Which validation you should use depends on your data. Test set validation is preferred when you have enough data to make a division into a sizable training set and test set that represent the predictive population well. You can specify that the number of extracted factors be selected by test set validation by using the CV= TESTSET(data set) option, where data set is the name of the data set containing the test set. If you do not have enough data for test set validation, you can use one of the cross validation techniques. The most common technique is one-at-a-time validation (which you can specify with the CV= ONE option or just the CV option), unless the observed data are serially correlated, in which case either blocked or split-sample validation might be more appropriate (CV= BLOCK or CV= SPLIT); you can specify the number of test sets in blocked or split-sample validation with a number in parentheses after the CV= option. Note that CV= ONE is the most computationally intensive of the cross validation methods, since it requires a recomputation of the PLS model for every input observation. Also, note that using random subset selection with CV= RANDOM might lead two different researchers to produce different PLS models on the same data (unless the same seed is used).

Whichever validation method you use, the number of factors chosen is usually the one that minimizes the predicted residual sum of squares (PRESS); this is the default choice if you specify any of the CV methods with PROC PLS. However, often models with fewer factors have PRESS statistics that are only marginally larger than the absolute minimum.
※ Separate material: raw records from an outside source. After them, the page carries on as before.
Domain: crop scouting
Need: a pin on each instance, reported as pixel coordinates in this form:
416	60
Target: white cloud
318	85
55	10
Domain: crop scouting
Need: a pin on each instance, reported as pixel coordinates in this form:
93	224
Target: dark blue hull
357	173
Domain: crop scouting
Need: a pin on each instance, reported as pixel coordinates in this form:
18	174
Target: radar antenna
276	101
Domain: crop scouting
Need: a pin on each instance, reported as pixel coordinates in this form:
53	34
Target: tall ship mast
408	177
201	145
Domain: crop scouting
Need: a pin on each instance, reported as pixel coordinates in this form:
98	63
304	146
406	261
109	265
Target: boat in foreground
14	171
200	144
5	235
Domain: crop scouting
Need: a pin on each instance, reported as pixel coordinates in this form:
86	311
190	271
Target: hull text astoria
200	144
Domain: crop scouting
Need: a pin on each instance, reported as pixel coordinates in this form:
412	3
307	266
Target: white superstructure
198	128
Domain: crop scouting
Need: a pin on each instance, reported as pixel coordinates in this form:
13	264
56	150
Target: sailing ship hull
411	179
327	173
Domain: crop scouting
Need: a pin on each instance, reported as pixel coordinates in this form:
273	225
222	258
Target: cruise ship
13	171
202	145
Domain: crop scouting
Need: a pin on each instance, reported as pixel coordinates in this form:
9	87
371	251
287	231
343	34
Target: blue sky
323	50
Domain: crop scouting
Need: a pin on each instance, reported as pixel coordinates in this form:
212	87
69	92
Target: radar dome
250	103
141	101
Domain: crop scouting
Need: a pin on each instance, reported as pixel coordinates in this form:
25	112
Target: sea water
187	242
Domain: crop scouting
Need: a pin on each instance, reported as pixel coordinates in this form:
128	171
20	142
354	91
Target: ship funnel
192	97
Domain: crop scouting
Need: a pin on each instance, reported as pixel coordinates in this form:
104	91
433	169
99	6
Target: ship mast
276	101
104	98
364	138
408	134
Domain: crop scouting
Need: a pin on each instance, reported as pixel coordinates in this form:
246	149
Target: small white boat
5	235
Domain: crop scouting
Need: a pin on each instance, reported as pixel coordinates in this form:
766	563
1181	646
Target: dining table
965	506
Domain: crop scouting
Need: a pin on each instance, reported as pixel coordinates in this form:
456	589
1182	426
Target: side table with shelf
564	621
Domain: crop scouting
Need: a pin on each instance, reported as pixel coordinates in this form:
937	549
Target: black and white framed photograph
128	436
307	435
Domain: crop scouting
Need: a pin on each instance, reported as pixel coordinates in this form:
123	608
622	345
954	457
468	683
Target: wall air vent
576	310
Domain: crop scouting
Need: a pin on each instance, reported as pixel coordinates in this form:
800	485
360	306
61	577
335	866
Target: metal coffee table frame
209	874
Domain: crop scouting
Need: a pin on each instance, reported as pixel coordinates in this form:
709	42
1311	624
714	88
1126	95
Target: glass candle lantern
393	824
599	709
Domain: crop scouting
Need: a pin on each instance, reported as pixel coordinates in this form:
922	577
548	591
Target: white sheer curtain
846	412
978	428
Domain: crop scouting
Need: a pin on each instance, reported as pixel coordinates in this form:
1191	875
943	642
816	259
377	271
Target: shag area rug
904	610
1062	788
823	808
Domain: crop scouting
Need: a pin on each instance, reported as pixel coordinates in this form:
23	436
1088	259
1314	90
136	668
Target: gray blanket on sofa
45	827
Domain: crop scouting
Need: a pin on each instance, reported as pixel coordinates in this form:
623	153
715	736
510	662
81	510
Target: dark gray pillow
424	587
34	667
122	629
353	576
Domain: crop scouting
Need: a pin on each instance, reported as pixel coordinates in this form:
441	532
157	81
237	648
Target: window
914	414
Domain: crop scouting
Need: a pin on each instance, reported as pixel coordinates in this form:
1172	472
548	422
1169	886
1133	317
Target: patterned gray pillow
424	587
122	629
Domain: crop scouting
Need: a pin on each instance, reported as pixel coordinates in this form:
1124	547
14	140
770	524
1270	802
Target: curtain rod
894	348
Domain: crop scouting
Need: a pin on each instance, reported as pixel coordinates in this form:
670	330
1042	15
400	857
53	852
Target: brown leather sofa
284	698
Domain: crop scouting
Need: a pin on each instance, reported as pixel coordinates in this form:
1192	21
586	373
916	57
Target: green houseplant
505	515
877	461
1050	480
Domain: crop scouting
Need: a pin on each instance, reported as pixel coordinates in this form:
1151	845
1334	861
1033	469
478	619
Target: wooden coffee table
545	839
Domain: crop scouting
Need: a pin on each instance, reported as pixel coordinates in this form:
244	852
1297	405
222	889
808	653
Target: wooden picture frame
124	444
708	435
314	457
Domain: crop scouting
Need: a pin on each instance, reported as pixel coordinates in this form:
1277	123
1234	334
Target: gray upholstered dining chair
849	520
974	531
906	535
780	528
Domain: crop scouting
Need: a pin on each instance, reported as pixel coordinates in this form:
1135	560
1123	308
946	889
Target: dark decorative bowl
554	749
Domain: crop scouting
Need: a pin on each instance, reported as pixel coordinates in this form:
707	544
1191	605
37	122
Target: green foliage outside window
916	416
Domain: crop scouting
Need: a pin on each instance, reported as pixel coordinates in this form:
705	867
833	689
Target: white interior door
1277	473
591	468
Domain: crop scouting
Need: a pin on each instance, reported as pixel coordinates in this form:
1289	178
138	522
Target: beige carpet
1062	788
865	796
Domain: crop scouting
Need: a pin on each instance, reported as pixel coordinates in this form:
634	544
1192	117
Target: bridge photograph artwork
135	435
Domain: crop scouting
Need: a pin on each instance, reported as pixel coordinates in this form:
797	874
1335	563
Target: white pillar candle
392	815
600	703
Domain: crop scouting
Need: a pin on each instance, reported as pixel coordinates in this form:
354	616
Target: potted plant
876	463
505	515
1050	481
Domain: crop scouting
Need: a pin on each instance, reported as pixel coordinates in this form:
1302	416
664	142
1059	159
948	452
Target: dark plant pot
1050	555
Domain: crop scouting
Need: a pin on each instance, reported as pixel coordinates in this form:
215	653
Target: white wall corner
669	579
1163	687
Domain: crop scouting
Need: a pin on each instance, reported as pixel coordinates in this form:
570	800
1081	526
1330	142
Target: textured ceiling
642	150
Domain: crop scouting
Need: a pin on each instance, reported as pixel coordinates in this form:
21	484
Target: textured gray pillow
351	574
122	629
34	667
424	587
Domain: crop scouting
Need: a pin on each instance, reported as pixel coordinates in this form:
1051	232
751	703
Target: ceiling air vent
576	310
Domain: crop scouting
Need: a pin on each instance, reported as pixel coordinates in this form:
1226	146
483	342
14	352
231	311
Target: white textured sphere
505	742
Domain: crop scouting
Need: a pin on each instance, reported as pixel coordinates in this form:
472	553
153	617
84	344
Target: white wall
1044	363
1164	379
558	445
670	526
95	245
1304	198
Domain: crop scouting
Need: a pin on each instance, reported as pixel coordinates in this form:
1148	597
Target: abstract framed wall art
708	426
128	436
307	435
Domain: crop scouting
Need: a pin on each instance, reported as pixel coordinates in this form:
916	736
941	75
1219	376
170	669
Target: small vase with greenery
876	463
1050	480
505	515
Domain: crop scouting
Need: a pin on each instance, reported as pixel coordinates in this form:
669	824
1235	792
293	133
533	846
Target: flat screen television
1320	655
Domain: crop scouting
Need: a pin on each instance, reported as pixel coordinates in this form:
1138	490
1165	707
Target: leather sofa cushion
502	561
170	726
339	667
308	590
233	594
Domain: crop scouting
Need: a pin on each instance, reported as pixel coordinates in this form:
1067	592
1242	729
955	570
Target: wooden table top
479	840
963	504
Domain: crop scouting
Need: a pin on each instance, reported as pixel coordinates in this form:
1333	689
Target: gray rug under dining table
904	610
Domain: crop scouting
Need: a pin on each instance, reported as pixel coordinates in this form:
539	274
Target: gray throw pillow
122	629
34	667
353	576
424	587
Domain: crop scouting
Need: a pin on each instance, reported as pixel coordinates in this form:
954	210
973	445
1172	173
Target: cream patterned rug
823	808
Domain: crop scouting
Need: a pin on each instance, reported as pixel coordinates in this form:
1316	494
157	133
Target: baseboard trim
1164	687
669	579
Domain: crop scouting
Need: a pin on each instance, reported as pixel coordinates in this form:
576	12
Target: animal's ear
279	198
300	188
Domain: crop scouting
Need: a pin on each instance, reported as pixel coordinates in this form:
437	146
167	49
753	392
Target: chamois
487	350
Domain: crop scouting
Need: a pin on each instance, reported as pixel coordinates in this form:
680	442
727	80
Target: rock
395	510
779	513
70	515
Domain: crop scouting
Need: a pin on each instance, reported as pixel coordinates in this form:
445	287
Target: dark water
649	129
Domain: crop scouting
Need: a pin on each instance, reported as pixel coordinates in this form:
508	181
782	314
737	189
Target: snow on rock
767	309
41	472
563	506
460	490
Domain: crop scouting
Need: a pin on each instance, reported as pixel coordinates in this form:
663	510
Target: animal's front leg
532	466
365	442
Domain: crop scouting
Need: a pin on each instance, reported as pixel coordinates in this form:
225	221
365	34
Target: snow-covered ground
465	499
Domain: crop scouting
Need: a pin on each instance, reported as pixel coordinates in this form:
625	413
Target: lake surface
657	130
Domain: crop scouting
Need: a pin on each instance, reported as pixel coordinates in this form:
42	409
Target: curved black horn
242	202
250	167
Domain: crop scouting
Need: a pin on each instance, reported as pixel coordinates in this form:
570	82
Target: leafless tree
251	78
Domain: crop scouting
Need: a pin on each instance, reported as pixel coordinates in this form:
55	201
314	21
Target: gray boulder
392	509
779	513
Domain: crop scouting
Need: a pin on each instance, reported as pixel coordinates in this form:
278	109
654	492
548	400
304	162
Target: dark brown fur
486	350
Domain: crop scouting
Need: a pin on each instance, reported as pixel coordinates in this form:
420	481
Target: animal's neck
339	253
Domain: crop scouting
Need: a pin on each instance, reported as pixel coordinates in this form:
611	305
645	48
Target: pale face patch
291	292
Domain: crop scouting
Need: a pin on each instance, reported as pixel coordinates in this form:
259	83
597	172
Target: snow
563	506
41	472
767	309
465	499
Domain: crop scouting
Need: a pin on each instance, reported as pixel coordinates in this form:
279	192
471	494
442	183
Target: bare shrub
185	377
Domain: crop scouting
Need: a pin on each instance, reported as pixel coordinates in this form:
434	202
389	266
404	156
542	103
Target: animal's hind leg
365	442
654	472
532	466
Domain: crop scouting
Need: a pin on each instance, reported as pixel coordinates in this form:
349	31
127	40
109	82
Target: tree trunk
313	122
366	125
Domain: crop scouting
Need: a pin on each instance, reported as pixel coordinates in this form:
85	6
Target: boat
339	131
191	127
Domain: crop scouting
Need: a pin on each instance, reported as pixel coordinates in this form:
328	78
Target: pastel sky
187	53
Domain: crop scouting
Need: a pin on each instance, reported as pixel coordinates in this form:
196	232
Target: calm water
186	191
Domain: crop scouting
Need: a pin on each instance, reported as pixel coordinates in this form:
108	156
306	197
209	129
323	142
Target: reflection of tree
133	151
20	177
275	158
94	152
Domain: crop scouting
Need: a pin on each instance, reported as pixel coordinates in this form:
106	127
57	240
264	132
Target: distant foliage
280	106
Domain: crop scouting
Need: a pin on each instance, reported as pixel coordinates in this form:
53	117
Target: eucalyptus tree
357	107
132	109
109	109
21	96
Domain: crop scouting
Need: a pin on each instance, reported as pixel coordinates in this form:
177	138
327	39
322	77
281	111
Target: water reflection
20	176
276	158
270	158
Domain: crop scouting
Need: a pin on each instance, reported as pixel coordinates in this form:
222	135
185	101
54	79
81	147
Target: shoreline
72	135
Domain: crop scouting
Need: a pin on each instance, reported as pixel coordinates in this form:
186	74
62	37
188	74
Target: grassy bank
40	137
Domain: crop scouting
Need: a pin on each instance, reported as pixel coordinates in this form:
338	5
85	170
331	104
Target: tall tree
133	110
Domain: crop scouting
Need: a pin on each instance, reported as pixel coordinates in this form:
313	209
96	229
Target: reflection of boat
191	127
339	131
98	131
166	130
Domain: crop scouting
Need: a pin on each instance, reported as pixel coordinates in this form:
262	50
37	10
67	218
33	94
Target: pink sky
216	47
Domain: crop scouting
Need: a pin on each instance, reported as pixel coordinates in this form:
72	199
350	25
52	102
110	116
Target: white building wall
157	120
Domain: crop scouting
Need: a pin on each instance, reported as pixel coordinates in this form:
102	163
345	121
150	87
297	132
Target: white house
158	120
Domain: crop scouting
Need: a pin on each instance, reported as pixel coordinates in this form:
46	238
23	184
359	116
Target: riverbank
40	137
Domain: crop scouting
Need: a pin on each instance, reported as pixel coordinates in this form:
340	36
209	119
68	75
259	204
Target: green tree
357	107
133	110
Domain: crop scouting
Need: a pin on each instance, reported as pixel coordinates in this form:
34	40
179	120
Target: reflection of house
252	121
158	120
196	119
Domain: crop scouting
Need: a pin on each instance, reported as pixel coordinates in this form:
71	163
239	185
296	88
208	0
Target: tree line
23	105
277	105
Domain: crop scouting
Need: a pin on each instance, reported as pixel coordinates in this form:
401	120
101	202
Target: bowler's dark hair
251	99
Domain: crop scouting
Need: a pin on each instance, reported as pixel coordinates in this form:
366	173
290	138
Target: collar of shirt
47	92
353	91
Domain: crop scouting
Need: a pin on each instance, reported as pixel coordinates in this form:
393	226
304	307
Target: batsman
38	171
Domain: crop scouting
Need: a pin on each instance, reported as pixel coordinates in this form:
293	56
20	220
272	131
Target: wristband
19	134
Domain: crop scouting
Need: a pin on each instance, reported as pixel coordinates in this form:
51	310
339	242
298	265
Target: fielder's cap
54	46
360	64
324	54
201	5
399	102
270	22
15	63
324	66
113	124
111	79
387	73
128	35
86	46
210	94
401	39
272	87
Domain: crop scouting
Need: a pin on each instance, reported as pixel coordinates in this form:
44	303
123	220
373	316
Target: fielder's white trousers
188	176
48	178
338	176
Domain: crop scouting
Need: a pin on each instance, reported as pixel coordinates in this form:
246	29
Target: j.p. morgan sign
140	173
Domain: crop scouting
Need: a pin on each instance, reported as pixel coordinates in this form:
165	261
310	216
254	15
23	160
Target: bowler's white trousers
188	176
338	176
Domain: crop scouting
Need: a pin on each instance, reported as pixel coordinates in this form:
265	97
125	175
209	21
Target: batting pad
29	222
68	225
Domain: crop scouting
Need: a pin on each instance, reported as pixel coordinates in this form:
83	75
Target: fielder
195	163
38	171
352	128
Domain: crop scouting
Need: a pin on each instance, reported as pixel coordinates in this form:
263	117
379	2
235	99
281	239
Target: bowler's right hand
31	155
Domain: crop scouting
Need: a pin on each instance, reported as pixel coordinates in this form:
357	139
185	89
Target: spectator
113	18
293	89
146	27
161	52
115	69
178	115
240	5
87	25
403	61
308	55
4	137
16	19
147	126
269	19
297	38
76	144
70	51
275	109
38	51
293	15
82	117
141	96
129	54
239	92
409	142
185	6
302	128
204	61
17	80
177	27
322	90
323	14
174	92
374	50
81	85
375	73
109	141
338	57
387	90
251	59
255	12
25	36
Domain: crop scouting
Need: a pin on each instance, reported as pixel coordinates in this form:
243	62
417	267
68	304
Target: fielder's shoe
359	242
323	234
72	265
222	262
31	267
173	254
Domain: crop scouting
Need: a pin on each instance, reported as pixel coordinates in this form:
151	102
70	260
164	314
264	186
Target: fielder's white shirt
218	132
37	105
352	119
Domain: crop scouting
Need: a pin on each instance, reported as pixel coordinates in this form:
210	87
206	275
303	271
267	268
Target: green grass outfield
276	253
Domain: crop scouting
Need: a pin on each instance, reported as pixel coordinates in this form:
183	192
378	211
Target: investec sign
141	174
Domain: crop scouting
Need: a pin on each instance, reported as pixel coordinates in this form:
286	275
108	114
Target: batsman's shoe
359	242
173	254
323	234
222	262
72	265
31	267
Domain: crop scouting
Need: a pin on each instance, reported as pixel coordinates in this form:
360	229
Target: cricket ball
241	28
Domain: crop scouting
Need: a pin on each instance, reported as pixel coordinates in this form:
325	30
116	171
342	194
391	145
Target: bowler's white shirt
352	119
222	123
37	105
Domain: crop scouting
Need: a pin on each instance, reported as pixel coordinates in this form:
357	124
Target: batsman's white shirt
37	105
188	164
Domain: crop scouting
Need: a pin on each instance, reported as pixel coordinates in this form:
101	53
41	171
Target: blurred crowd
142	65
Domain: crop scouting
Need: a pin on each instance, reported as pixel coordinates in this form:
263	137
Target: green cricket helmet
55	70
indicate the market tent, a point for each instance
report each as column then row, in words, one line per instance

To address this, van der Voet (1994) has proposed a statistical test for comparing the predicted residuals from different models; when you apply van der Voet’s test, the number of factors chosen is the fewest with residuals that are insignificantly larger than the residuals of the model with minimum PRESS.

To see how van der Voet’s test works, let $R_{i,jk}$ be the jth predicted residual for response k for the model with i extracted factors; the PRESS statistic is $\sum _{jk} R_{i,jk}^2$ . Also, let $i_\mr {min}$ be the number of factors for which PRESS is minimized. The critical value for van der Voet’s test is based on the differences between squared predicted residuals

$\begin{eqnarray*} D_{i,jk} & = & R_{i,jk}^2 - R_{i_\textrm {min},jk}^2 \end{eqnarray*}$

One alternative for the critical value is $C_ i = \sum _{jk} D_{i,jk}$ , which is just the difference between the PRESS statistics for i and $i_\mr {min}$ factors; alternatively, van der Voet suggests Hotelling’s $T^2$ statistic $C_ i = \mb{d}_{i,\cdot }’\bS _ i^{-1}\mb{d}_{i,\cdot }$ , where $\mb{d}_{i,\cdot }$ is the sum of the vectors $\mb{d}_{i,j} = \{ D_{i,j1}, \ldots , D_{i,jN_ y}\} ’$ and $\bS _ i$ is the sum of squares and crossproducts matrix

$\begin{eqnarray*} \bS _ i & = & \sum _ j \mb{d}_{i,j}\mb{d}_{i,j}’ \end{eqnarray*}$

Virtually, the significance level for van der Voet’s test is obtained by comparing $C_ i$ with the distribution of values that result from randomly exchanging $R_{i,jk}^2$ and $R_{i_\mr {min},jk}^2$ . In practice, a Monte Carlo sample of such values is simulated and the significance level is approximated as the proportion of simulated critical values that are greater than $C_ i$ . If you apply van der Voet’s test by specifying the CVTEST option, then, by default, the number of extracted factors chosen is the least number with an approximate significance level that is greater than 0.10.